What this tells us is that the stock market tends to increase slightly faster than inflation on average, and that there are big chunks of time where it does not. But why should the stock market increase faster than inflation at all? While clearly the stock market often has nonsensical prices for individual stocks, these seem unlikely to persist across the whole market for decades at a time. But growing faster than inflation over a long period of time implies that money is coming in from somewhere. We have to assume that it is not the case that people are increasingly pulling out their savings to invest in the stock market, so the money must be being created. Normally creating money tends to lead to inflation over time, but here we see the stock market growing faster than inflation. So it seems to me that the money must be coming from a slow but steady increase in the size of the overall economy, presumably due to increased productivity.

This means that you should invest in index funds if you believe that the economy is going to continue to grow. It also means that, realistically, you can not expect a large return over time. The economy has historically grown, but it has not grown all that much faster than inflation. You should certainly take that into account if you expect to retire on your savings. In particular it’s easy to trick yourself into looking at the absolute values of your projected savings without taking inflation into account.

It’s also interesting to consider that while the growth of the economy does over time mean that there is more money to invest, there is no rule which says that that money must be invested in the stock market. That is historically what has happened. Why should we expect it to always happen in the future? The short-term market has become a mugs game, in which professional traders with high-powered computers are going to outdo any ordinary person. The long-term market is full of established companies with executives who work with directors to siphon off ever-increasing salaries and build short-term stock pops at the expense of the long-term management of the company. I don’t see any signs that these problems are leading most investors to avoid the stock market, but it seems possible that it could happen—at least as possible as having housing prices drop across the entire country for the first time ever.

So what should you do with your money? I think the main thing to do, assuming you don’t care to follow it obsessively, is to not count on it to grow fast. There are a lot of very safe investments you can make, such as Treasury Inflation-Protected Securities (TIPS). It may be a comfort to know that you won’t lose money.

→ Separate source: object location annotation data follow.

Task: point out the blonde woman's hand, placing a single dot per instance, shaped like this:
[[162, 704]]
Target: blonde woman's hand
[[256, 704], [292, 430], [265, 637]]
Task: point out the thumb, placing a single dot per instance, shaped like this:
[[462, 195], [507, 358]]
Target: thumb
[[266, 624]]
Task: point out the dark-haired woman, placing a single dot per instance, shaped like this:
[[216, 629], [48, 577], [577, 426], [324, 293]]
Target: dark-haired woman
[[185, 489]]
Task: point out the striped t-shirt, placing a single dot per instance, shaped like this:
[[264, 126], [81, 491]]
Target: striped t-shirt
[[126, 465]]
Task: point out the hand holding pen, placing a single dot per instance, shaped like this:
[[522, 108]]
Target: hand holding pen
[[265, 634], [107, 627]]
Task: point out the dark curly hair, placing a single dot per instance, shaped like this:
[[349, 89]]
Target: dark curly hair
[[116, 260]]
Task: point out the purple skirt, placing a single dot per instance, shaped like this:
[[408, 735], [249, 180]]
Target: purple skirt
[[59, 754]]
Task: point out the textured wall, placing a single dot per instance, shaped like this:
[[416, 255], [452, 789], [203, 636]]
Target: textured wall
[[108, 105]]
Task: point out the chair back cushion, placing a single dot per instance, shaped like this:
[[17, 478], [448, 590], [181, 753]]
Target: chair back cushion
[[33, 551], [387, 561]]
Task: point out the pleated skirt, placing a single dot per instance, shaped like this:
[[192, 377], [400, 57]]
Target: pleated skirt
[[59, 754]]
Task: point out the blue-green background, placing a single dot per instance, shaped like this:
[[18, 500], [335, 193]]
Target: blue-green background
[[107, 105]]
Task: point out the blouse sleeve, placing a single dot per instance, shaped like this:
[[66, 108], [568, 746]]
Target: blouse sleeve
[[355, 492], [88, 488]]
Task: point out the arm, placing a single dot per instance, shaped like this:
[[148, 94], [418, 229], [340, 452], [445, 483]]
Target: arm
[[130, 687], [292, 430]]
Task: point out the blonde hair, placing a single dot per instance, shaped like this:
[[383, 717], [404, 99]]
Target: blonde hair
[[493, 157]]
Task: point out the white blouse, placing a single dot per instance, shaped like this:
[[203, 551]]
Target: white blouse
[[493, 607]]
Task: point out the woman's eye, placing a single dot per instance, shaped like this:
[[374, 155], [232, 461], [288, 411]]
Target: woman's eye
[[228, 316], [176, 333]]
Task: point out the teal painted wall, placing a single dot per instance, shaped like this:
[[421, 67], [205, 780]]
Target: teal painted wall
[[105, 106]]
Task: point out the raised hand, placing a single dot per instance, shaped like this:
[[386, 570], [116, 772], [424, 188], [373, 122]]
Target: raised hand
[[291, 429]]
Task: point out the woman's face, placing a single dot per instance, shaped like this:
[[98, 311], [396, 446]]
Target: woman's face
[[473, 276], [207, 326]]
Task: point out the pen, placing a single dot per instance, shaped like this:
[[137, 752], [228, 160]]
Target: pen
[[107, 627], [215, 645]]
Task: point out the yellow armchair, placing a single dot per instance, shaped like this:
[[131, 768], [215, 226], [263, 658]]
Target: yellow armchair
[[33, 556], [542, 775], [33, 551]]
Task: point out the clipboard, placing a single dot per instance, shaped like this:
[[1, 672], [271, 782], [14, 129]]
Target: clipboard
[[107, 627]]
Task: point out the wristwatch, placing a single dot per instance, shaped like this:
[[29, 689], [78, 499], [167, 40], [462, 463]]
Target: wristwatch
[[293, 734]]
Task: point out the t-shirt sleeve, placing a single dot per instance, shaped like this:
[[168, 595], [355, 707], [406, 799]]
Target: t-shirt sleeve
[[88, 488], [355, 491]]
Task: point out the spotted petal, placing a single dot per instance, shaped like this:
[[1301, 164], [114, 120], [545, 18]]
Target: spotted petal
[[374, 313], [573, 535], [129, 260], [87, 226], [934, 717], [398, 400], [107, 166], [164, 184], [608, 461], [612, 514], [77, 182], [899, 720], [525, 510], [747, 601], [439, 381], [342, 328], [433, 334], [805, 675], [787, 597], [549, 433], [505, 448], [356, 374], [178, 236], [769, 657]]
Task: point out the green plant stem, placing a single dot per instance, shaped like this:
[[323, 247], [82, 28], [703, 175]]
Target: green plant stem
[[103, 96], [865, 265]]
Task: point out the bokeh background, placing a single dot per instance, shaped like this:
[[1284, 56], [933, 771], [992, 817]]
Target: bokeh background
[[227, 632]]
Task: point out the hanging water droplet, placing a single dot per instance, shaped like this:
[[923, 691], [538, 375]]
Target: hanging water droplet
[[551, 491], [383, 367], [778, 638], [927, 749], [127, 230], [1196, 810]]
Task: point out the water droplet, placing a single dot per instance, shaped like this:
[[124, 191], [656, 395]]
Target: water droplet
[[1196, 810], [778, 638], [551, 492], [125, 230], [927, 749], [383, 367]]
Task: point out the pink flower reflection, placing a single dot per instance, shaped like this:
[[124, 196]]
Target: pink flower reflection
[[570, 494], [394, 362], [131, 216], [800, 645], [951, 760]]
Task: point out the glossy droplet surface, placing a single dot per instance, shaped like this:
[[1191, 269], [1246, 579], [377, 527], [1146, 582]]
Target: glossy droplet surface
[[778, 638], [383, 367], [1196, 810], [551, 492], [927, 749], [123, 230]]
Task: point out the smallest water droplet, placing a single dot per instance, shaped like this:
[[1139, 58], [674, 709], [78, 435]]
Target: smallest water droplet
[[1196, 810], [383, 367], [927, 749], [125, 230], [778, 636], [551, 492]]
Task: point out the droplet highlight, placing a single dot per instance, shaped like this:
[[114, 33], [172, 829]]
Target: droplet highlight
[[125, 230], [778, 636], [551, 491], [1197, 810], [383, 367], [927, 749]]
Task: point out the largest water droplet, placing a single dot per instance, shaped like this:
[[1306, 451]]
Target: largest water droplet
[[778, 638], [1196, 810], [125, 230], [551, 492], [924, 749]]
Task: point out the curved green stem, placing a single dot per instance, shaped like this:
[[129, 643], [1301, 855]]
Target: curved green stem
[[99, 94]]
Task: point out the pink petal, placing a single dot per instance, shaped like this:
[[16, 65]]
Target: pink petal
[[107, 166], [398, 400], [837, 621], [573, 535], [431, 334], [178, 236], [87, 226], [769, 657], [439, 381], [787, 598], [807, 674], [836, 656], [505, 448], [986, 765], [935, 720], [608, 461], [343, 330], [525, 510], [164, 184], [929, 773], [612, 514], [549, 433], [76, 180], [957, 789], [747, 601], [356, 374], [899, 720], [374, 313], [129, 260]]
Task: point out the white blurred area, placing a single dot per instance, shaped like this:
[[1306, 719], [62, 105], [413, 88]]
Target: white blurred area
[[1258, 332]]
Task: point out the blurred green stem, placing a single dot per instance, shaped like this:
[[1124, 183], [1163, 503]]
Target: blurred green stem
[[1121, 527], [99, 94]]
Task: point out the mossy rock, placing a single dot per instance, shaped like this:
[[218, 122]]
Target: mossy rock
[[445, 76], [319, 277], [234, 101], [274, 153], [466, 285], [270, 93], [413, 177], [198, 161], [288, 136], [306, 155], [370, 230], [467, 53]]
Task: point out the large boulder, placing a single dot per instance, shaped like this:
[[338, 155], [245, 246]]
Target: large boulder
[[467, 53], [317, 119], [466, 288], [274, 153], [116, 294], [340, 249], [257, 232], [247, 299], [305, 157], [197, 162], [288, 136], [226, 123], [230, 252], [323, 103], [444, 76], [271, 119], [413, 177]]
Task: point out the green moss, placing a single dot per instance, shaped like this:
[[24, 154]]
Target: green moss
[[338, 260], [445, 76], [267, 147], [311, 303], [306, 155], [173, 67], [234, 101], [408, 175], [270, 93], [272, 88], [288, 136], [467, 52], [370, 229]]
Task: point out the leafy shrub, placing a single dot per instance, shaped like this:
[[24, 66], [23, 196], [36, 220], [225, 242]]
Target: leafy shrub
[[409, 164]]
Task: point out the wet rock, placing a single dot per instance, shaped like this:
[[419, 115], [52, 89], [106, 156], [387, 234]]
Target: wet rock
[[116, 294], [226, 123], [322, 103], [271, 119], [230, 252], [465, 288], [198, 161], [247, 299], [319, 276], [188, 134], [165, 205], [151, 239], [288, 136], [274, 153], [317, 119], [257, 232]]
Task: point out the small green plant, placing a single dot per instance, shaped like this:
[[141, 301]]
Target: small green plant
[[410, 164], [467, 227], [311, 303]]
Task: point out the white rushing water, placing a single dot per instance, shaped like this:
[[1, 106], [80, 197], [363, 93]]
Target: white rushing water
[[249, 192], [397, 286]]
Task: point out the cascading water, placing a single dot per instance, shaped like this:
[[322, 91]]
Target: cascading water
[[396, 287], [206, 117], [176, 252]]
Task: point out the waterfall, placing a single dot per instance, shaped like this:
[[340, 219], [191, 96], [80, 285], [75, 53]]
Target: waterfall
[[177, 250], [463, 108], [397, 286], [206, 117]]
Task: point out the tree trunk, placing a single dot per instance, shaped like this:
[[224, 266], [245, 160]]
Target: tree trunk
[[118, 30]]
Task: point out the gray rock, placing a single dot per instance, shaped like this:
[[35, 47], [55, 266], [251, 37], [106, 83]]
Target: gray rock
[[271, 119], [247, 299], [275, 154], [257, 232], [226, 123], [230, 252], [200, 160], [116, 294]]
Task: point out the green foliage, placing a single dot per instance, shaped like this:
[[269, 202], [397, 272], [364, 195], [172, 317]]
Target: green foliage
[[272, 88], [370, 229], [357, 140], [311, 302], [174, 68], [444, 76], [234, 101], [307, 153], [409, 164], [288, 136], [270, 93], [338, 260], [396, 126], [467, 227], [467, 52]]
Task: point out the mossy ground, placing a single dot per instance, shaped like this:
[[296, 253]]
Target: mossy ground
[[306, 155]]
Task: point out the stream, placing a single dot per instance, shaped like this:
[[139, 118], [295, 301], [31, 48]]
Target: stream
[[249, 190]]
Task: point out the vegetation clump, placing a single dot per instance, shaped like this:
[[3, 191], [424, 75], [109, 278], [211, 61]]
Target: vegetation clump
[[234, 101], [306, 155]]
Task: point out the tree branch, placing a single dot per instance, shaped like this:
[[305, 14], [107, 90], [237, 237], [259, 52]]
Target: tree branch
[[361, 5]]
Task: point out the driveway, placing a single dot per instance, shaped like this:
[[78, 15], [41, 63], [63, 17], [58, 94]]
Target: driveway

And what if you don’t have any money to invest, as is true for the majority of people in the U.S.? Then you’ll need to plan to live on Social Security; it’s not much money, but it’s much better than nothing. There are few jobs with pensions any more, and existing pensions are under heavy threat. Or, you could just never retire; at least you’ll be helping the economy grow for everybody else.


  1. al said,

    February 9, 2011 @ 9:20 pm

    That’s a rather long post, I guess it can be resumed to “the higher the risk you take, the higher the gain, the strongest might be the fall.”.

    That said, about your last paragraph, maybe it’s time for US citizen to stop pretending to a way of life they cannot afford. Banks did not create the crisis, poor americans did. Enslaved by their own weakness, greed.

    In the same idea, it will be interesting to follow the congress fight about potential debt ceiling increase, which currently limit the govt to a debt of 14.3 trillion. I fear that any increase will only make things worth in the future if spending is not cut…

    [Let me precise that I’m no republican. I just think that when you spend money you do not have and borrow to pay your debt, you should be ready to default.]

  2. cmccabe said,

    March 9, 2011 @ 5:03 pm

    Thanks for the thoughtful post, Ian.

    A lot of people have bought into the idea that equities can only go one direction– up– in the long term. They accept it uncritically, the same way many people believed that house prices could only go up a few years ago.

    I remember reading an article in the Economist (sorry, it’s behind a paywall) which commented that the Japanese stock market has basically produced no return in real terms since 1980. The losses of the 90s wiped out the gains of the 80s, and the following decade was flat. Aside from individual winners and losers, the market as a whole was pretty much a wash.

    Some people believe that unfavorable demographics may one day doom the US stockmarket to a similar fate, as oldies start withdrawing more money while not enough kids start paying in. It’s hard to know where to put your money.